Het is zeer moeilijk in te schatten hoeveel in het wild gevangen reptielen ingevoerd worden in Europa, zeker niet van de illegale handel. Het invoeren, verhandelen, vervoeren, houden, kweken en verkopen van reptielen is over gans de wereld gereglementeerd en onderworpen aan verschillende wetgevingen en conventies. Zo probeert de overheid deze wildvang en illegale handel te verminderen. Dankzij kwekerijen van groene leguanen in Zuid-Amerika wordt de wildvang ook beperkt.
De internationale wetgeving omvat de "Conventie over internationale handel in bedreigde diersoorten (CITES)" die in 1975 is opgericht. In drie appendices worden de soorten vermeld waarvoor beperkingen gelden. Appendix 1 omvat de bedreigde diersoorten. Appendix 2 bevat de soorten die niet direkt met uitsterven bedreigd worden maar waardoor de commerciële handel bedreigd wordt. Appendix 3 geeft de dieren weer die enkel in bepaalde landen bedreigd zijn. Veel dieren worden hier niet in vermeld en de handel in deze dieren is vrij. Een veterinair gezondheidscertificaat is wel verplicht.
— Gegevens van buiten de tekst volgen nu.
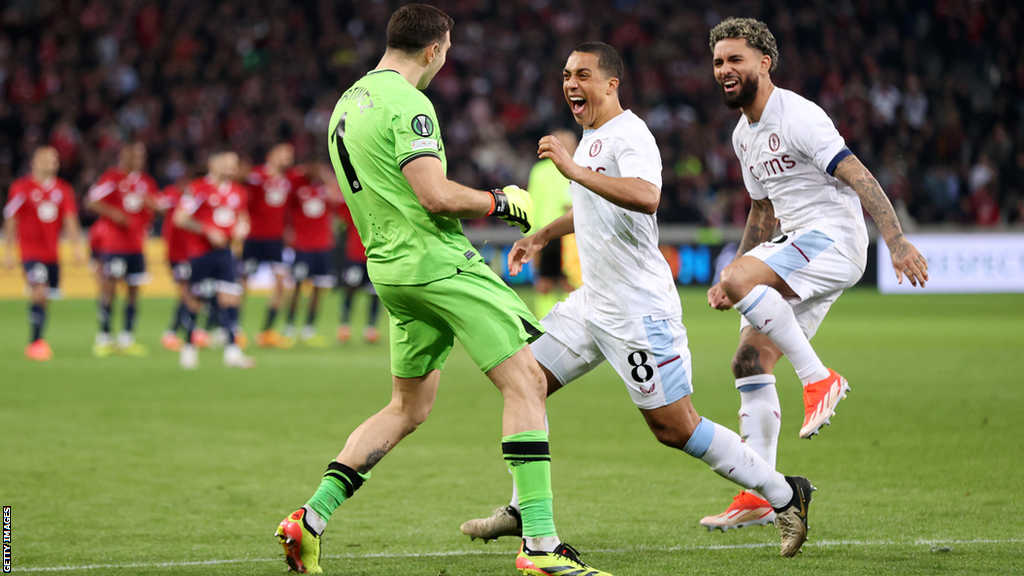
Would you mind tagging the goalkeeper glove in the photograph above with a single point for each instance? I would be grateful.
(513, 205)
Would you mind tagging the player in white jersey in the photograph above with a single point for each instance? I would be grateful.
(628, 310)
(800, 175)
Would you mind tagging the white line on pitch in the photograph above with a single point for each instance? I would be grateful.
(819, 544)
In de Europese Unie gelden sinds 1997 nieuwe regels : het zijn Annexen A tot en met D die corresponderen met het CITES-Verdrag. Bij aanschaf van een dier op de lijst van bijlage B en C bij een handelaar, dient u een kopie van het CITES-formulier (invoervergunning) aan te vragen of het nummer op het aankoopbewijs te vermelden. Wanneer bij een particulier aangekocht wordt, dient deze een overdrachtsverklaring met CITES-nummer mee te geven.
Leguanen staan op de CITES-lijst onderverdeeld onder appendix 2 van B-SITES lijst (CITES, 2005. Mensen die zulke dieren houden of verkopen, moeten kunnen vertellen hoe zij aan die dieren gekomen zijn en dat zij, als de wet dit verplicht, de juiste papieren hebben (een vergunning of een ontheffing)). Als blijkt dat dieren worden gehouden of verkocht terwijl het niet klopt met de wet, wat illegaal is, kunnen de dieren in beslag worden genomen. Ze gaan dan naar bijvoorbeeld een dierentuin of een speciaal opvangcentrum. De rechter kan straf opleggen voor het overtreden van de wet : een boete of gevangenisstraf of allebei.
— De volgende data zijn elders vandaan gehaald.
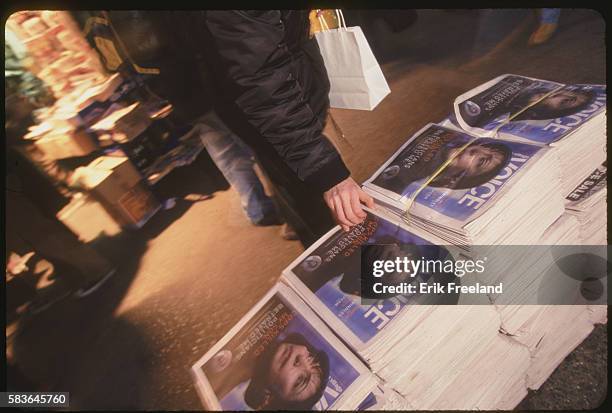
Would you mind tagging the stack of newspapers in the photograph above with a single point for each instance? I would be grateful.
(569, 118)
(281, 356)
(587, 202)
(328, 277)
(515, 174)
(469, 190)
De Belgische Milieuwetgeving Vlarem I, Bijlage 1 omvat het houden van reptielen en amfibiën vanaf 1 dier tot en met 30 dieren die niet giftig zijn, gevaarlijk of potentieel als gevaarlijk beschouwd worden. Hieronder valt de groene leguaan. Voor deze klasse heeft men een meldingsplicht, d.w.z. dat men vanaf 1 dier de nodige documenten moet invullen : af te halen bij dienst leefmilieu en gezondheid van de stad waar je woont. Of je zendt een aangetekende brief naar de bevoegde dienst van je stad waarin je meldt dat je houder bent van 30 reptielen die niet-giftig of een ander gevaaar kunnen betekenen voor de mens. Dit is verplicht : wanneer je een slang niet aangeeft, kunnen de dieren in beslag genomen worden.
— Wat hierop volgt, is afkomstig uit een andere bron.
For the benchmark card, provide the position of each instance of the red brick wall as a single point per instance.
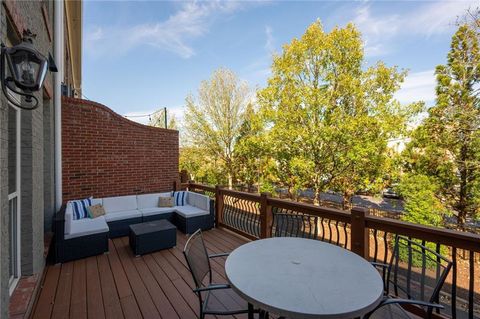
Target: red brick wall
(105, 154)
Het identificeren van de dieren kan aan de hand van het inbrengen van een microship. Deze wordt bij de hagedissen ofwel intra-musculair (linker quadriceps) ofwel subcutaan (linker achterbeen) ingebracht.
Omdat de wetgeving vaak verandert, is het aangewezen te informeren bij de bevoegde instanties naar de huidige geldende bepalingen. Voor vragen over de in- en uitvoer kan u altijd terecht bij het minsiterie van landbouw.